Which of the following reactions shows work of compression?

• A. $\text{NH}_{3(g)} + \text{HCl}_{(g)} \rightarrow \text{NH}_4\text{Cl}_{(s)}$
• B. $\text{C}_2\text{H}_{6(g)} \rightarrow 2\text{C}_{(s)} + 3\text{H}_{2(g)}$
• C. $2\text{SO}_{3(g)} \rightarrow 2\text{SO}_{2(g)} + \text{O}_{2(g)}$
• D. $2\text{H}_2\text{O}_{2(l)} \rightarrow 2\text{H}_2\text{O}_{(l)} + \text{O}_{2(g)}$

Hint:

Compression equals a decrease in gas moles ($\Delta n_g < 0$). In option (A), 2 moles of gas combine to make a completely solid powder product, meaning the surrounding air compresses it down completely!

Answer 1

The Correct Option is A

Step 1: Understanding the Question:
The question asks to find the chemical process that involves the work of compression, which thermodynamically translates to work being done on the system by the surroundings ($W > 0$).

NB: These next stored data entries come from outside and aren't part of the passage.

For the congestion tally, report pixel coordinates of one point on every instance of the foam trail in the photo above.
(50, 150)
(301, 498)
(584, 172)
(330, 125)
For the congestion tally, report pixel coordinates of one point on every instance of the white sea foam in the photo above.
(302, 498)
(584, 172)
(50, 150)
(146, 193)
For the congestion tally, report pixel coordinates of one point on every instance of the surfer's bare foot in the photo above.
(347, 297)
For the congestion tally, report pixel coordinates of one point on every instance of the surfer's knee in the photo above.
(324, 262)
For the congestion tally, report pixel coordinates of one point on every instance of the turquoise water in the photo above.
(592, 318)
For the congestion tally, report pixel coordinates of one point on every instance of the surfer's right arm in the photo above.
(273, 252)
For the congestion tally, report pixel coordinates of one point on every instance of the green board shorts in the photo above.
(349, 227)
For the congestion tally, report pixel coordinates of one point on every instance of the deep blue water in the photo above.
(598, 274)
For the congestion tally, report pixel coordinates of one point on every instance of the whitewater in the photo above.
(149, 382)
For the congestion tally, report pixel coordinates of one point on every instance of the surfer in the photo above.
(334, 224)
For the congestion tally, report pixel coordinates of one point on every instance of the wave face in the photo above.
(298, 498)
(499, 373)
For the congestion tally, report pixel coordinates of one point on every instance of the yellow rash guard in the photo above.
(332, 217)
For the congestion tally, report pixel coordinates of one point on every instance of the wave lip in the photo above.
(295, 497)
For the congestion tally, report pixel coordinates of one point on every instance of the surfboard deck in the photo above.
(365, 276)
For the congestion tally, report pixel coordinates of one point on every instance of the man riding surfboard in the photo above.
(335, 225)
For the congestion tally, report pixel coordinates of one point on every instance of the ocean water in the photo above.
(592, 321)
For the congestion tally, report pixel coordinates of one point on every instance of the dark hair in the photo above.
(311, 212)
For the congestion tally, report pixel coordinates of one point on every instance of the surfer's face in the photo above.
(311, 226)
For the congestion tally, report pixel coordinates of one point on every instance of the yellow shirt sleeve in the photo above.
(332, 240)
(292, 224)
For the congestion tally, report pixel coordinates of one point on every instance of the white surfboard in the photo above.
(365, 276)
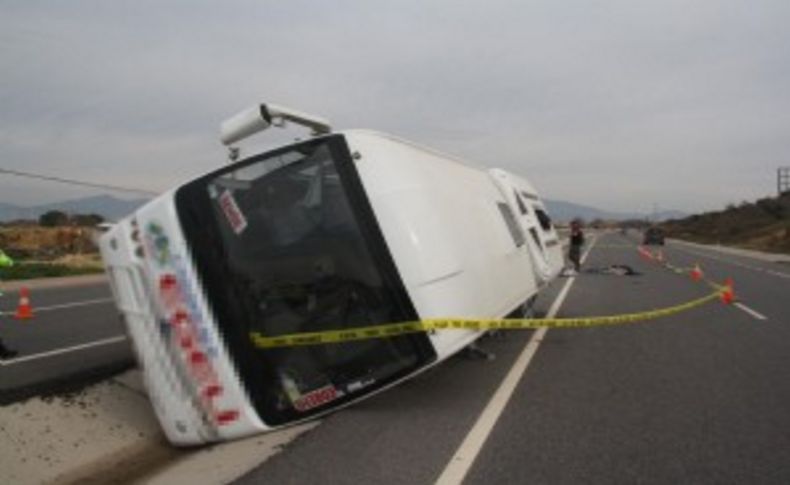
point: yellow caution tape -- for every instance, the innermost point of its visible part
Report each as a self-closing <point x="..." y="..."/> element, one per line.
<point x="394" y="329"/>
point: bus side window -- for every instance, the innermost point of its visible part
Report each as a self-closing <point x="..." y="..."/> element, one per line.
<point x="544" y="219"/>
<point x="510" y="221"/>
<point x="521" y="206"/>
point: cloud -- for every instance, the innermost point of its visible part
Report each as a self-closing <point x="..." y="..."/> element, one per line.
<point x="603" y="103"/>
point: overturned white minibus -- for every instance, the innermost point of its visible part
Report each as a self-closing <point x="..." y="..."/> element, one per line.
<point x="344" y="230"/>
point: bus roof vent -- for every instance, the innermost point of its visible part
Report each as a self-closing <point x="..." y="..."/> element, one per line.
<point x="258" y="118"/>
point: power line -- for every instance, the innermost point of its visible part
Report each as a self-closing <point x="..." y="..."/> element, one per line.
<point x="95" y="185"/>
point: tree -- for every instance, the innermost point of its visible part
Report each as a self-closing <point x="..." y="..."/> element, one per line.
<point x="53" y="219"/>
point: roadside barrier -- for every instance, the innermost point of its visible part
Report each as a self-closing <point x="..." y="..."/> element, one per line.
<point x="723" y="292"/>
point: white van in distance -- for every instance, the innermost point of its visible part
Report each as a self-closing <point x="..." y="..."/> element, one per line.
<point x="344" y="230"/>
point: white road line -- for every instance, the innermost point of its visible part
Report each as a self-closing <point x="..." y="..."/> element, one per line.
<point x="734" y="263"/>
<point x="754" y="313"/>
<point x="63" y="306"/>
<point x="459" y="465"/>
<point x="51" y="353"/>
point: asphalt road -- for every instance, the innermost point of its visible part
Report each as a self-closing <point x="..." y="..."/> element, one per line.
<point x="74" y="337"/>
<point x="699" y="397"/>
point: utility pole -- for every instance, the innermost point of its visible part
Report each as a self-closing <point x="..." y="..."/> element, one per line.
<point x="782" y="180"/>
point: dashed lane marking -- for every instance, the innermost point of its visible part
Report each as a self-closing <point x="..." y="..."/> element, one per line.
<point x="63" y="306"/>
<point x="65" y="350"/>
<point x="757" y="315"/>
<point x="732" y="262"/>
<point x="459" y="465"/>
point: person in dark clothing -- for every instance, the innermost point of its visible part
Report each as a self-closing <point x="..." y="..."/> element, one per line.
<point x="576" y="243"/>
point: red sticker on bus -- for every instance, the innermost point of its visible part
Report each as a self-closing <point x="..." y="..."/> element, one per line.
<point x="232" y="212"/>
<point x="316" y="398"/>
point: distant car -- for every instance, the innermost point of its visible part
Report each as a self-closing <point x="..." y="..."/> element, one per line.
<point x="654" y="235"/>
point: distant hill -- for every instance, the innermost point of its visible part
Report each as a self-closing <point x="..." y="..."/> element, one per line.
<point x="113" y="208"/>
<point x="566" y="211"/>
<point x="762" y="225"/>
<point x="107" y="206"/>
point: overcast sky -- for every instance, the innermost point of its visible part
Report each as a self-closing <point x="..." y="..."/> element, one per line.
<point x="622" y="105"/>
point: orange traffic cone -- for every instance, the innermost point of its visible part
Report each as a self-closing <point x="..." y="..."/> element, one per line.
<point x="696" y="273"/>
<point x="24" y="311"/>
<point x="727" y="294"/>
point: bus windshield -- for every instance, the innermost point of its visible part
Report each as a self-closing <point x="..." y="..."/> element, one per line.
<point x="286" y="242"/>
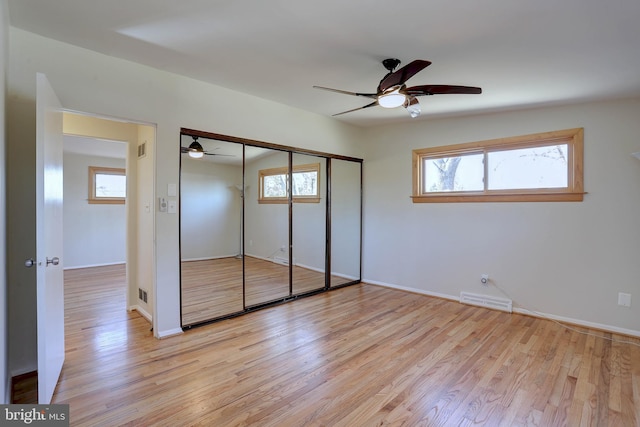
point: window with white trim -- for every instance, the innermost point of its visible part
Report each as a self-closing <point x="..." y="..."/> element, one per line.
<point x="107" y="185"/>
<point x="274" y="184"/>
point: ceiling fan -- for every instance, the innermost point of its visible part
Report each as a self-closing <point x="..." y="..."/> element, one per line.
<point x="196" y="151"/>
<point x="392" y="91"/>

Step 2: Key Formula or Approach:
The pressure-volume ($PV$) work in a chemical reaction is given by: $$ W = -\Delta n_g RT $$ where $\Delta n_g$ is the change in the number of moles of gaseous components: $$ \Delta n_g = \sum n_{g\text{ (products)}} - \sum n_{g\text{ (reactants)}} $$

• If $\Delta n_g > 0$: Volume increases, representing a gas expansion ($W$ is negative, work done by the system).

• If $\Delta n_g < 0$: Volume decreases, representing a gas compression ($W$ is positive, work done on the system).


Step 3: Detailed Explanation:
Let's calculate $\Delta n_g$ for the given options:

• Option (A): $\text{NH}_{3(g)} + \text{HCl}_{(g)} \rightarrow \text{NH}_4\text{Cl}_{(s)}$ Here, $n_{g(\text{products})} = 0$ (since ammonium chloride is a solid) and $n_{g(\text{reactants})} = 1 + 1 = 2$. $$ \Delta n_g = 0 - 2 = -2 $$ Since $\Delta n_g$ is negative, the gas volume shrinks drastically, demonstrating a clear work of compression.

• Option (B): $\Delta n_g = 3 - 1 = +2$ (Expansion)

• Option (C): $\Delta n_g = (2+1) - 2 = +1$ (Expansion)

• Option (D): $\Delta n_g = 1 - 0 = +1$ (Expansion)


Step 4: Final Answer:
The reaction that shows a clear work of compression due to a drop in gaseous mole count is option (A).